A sanctuary for banned stories
When truth is being cast as lies, the sacred work of storytelling is urgent.

Womanist ethicist Katie Cannon (Source image courtesy of Union Theological Seminary)
What happens when your truth becomes a lie?
This question, explored by womanist ethicist Katie Cannon, captures the lived experience of Black women whose realities have long been disbelieved, marginalized, or erased. Cannon describes how the academy—shaped by Western patriarchal norms of knowledge—dismissed her story, and the intersecting oppressions of racism and sexism that shape Black women’s experience, as irrelevant to the pursuit of truth. For Cannon and for other womanist scholars, the truth of Black women’s experience is not superfluous to knowledge making—it is fundamental.
Today, as diversity, equity, and inclusion initiatives are summarily dismantled and the stories of those who have struggled for justice and equality are purged from our social, cultural, and educational institutions, there is a dangerous acquiescence to the condition Cannon named. Once again, the truths of Black women—along with others who have resisted the forces of racism, sexism, heterosexism, classism, and other systemic injustices—are being cast as lies. This is not simply an educational or historical issue; it reflects a theological concern and moral crisis.
To erase these stories is to erase the very struggle that has kept US democracy alive. As historian Nikole Hannah-Jones reminds us, “our founding ideals of liberty and equality were false when they were written. Black Americans fought to make them true. Without this struggle, America would have no democracy at all.” Those who have fought for freedom—from abolition to civil rights to women’s equality, economic justice, and LGBTQ rights—have not only sought their own rights and freedoms; they have fought to redeem the American project itself. Eliminating their stories denies the validity of the ongoing struggle to realize democracy, and in so doing, it lies about our past, our present, and our potential future.
This purging of history is an anti-democracy project. It is an intentional relinquishment of the democratic vision—a relinquishing not just of the facts of history but of the people who made history through their witness and resistance. It is a lie about who we are and a refusal to even aspire toward becoming a nation of liberty and justice for all.
The stories we tell, or refuse to tell, matter.
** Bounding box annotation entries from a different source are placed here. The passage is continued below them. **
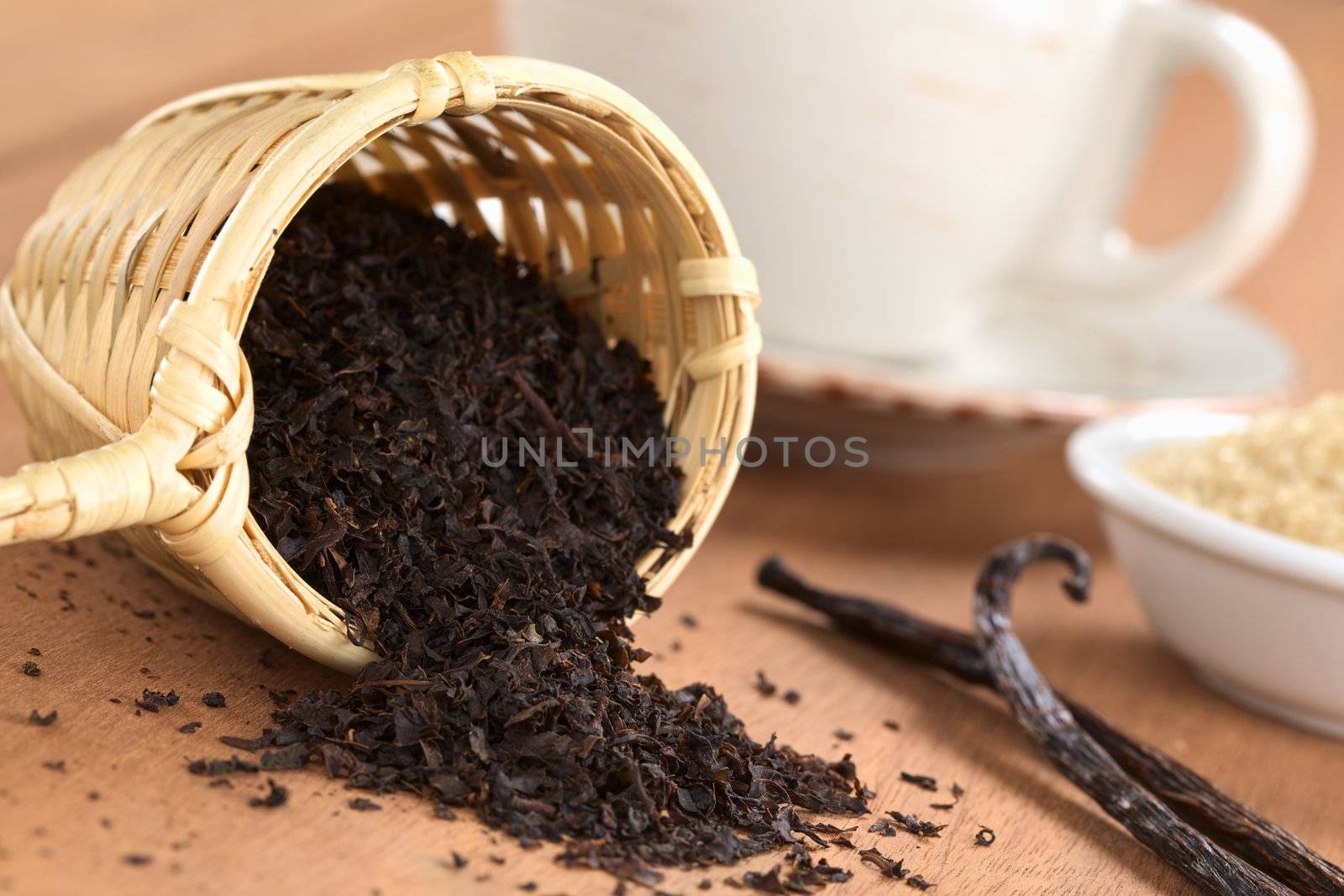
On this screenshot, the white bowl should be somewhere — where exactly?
[1068,411,1344,737]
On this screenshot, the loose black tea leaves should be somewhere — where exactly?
[216,186,867,884]
[887,809,948,837]
[757,558,1344,896]
[136,688,179,712]
[858,847,910,880]
[900,771,938,793]
[247,778,289,809]
[755,669,778,697]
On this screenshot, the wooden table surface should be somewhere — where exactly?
[0,0,1344,896]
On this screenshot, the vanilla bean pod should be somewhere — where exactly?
[976,537,1292,896]
[758,558,1344,896]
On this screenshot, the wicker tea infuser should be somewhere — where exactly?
[0,52,761,672]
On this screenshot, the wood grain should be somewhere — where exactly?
[0,0,1344,896]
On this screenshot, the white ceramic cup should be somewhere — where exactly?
[506,0,1313,358]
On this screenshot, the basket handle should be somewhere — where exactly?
[0,427,199,545]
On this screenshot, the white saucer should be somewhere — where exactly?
[758,300,1297,468]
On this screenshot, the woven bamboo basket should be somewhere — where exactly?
[0,52,761,672]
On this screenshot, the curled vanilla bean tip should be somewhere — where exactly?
[976,536,1293,896]
[978,535,1091,603]
[758,555,1344,896]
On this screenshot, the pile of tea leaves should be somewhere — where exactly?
[235,186,867,883]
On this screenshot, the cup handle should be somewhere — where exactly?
[1026,0,1315,302]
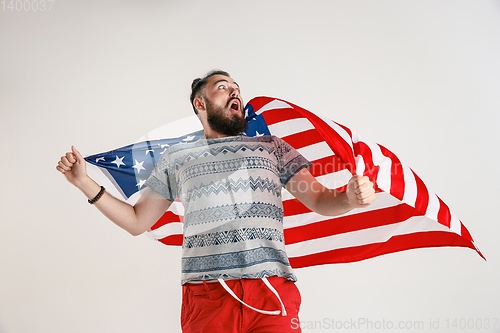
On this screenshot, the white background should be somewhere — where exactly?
[0,0,500,333]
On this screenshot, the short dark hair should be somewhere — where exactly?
[190,69,231,114]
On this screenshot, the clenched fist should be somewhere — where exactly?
[56,146,87,187]
[347,175,375,208]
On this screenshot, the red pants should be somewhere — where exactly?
[181,276,301,333]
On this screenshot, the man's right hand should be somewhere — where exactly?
[56,146,87,188]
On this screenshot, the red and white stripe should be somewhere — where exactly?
[148,97,484,268]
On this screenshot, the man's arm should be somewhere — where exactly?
[56,147,172,236]
[285,168,375,216]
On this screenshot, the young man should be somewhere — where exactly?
[57,71,375,332]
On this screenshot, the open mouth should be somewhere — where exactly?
[230,100,240,111]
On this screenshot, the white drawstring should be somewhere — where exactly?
[219,277,286,316]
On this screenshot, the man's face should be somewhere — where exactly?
[203,75,247,136]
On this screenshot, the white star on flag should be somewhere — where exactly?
[111,155,125,168]
[132,160,146,173]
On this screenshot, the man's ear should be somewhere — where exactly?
[193,97,206,111]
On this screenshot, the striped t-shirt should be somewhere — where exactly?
[146,136,310,284]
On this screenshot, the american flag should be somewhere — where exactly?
[86,97,484,268]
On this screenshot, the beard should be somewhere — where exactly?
[205,98,248,136]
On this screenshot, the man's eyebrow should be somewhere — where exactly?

Eliminating these narratives of struggle guarantees that the next generation will not be better than the present generation in making justice and equality a reality for all; likely it will be worse. Yet the consequences are even more dire than that. Silencing these stories does not just distort history and jeopardize the future possibilities for a democracy—it imperils lives in the present.
When a people’s truth is made a lie, their very lives are rendered expendable. When their stories do not matter, neither do their lives.
We have seen this historically with Black lives, and we see it now in other communities across the globe. To refuse the truth of apartheid is to diminish the humanity of Black South Africans. To deny the truth of the Holocaust is to deny the humanity of Jewish people. To silence the story of the Nakba is to discount the humanity of Palestinian people. To erase these narratives is to make people more vulnerable to racism, antisemitism, anti-immigrant hatred, Islamophobia, and various other forms of violent dehumanization.
The theological imperative is clear. Storytelling is an essential part of the sacred work religious institutions must do.
The exodus narrative reveals that telling God’s story means telling the story of the oppressed as they cry out and struggle for freedom. This is a God who hears the cries of the oppressed and calls us to partner with God in a movement for liberating justice. Such a partnership requires that churches and other institutions of faith become sanctuaries—not only for oppressed, marginalized, and minoritized people, but for their stories. Religious institutions must preserve and tell the stories of those who have struggled for dignity, respect, and freedom. The stories banned from our schools, libraries, academies, and various other social institutions are sacred stories. They must find a home within our religious institutions. We must be keepers of truth in a time of suppression. To do otherwise is to disavow the truth of a people’s sacred story and to endanger their very living.
Keeping these stories alive keeps the people alive. It keeps alive the vision of a democracy. And more than that, it keeps alive God’s vision for a more just future.
In the end, Katie Cannon admonished, “even when they call your truth a lie, tell it anyway! Tell it anyway!” This is our theological and ethical mandate.